We arrive at Pell when the Company ships of Earth force the station to take on a bunch of refugees from another station which has been destroyed in the conflict between the Company and the Union of the Beyond. These unregistered people are housed in quarantine, or Q, which is lawless and places a great deal of strain on the station’s resources. Over the course of the book, we watch people from Q, from Pell station, from Union, and from the Company as they vie for the strategically valuable Pell. The people of Pell station I found especially interesting, and their interactions with the Downers.

There are several other books in Cherryh’s Union-Company universe that I look forward to reading. Check out my Top 20 science fiction novels for more science fiction recommendation.

Book Review: Holy Fire (Bruce Sterling 1996)

Note: in this review, I spoil nothing past the first 20-30 pages or so. You can see more reviews and an excerpt of the book here.

Rating: 4/5 stars

I really enjoyed “Holy Fire”. Though it is high-tech, low life in the fashion of cyberpunk, I found the characters much more believable than most cyberpunk books. The characters still have ambitions and hopes and don’t just spend their time dwelling on how awful life is (any more than we do now). The book is set about 100 years in the future, in a society where the very elderly call the shots and society is about collectively minimized risk and efficiency. The main character, Mia, is an elderly woman who partakes in a medical procedure to extend her life, and her subsequent adventures. Mia struggles with the effect on the young of a society dominated by the old and her own risk-averse tendencies. Along the way she meets a lot of fun people.

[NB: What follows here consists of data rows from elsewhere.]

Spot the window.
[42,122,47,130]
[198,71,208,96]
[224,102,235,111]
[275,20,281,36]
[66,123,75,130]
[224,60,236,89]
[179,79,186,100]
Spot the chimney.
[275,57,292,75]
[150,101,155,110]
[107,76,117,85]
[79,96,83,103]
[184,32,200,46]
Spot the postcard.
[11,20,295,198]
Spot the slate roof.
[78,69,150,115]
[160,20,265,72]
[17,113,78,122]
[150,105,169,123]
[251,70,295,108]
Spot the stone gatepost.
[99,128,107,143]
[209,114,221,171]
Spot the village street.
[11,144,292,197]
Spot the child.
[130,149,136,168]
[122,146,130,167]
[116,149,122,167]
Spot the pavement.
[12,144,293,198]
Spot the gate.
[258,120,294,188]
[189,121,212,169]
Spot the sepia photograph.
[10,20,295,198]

Before I read “Holy Fire”, I was aware of Bruce Sterling and his reputation as a cyberpunk author. I had read the canonical cyberpunk work “Neuromancer” by Gibson, and I was not impressed. Cyberpunk seemed just like rebranding dystopia. But a friend (check out her well-received science fiction work here) loaned me “Holy Fire” by Bruce Sterling, so I read it.

The book is also populated with cool gadgets that are irrelevant but colorful. Sterling doesn’t dwell on any particular one, and the book is peppered with fun droplets of future tech. There is a dog that has been technologically enhanced to be able to talk, but in the fashion that a dog might. There are cities built of edible bio-materials. There are programmable wigs.

Ultimately, I’m not sure if the book hangs together fully in the end for me. I’m not sure if the tales of Mia add up to say something to me. So perhaps it is not a masterpiece. But I enjoyed it thoroughly the entire time I was reading it, which is a rarity. Also a vivid female protagonist is nice (this was actually why my friend recommended the book). To anyone interested, I would definitely recommend a read.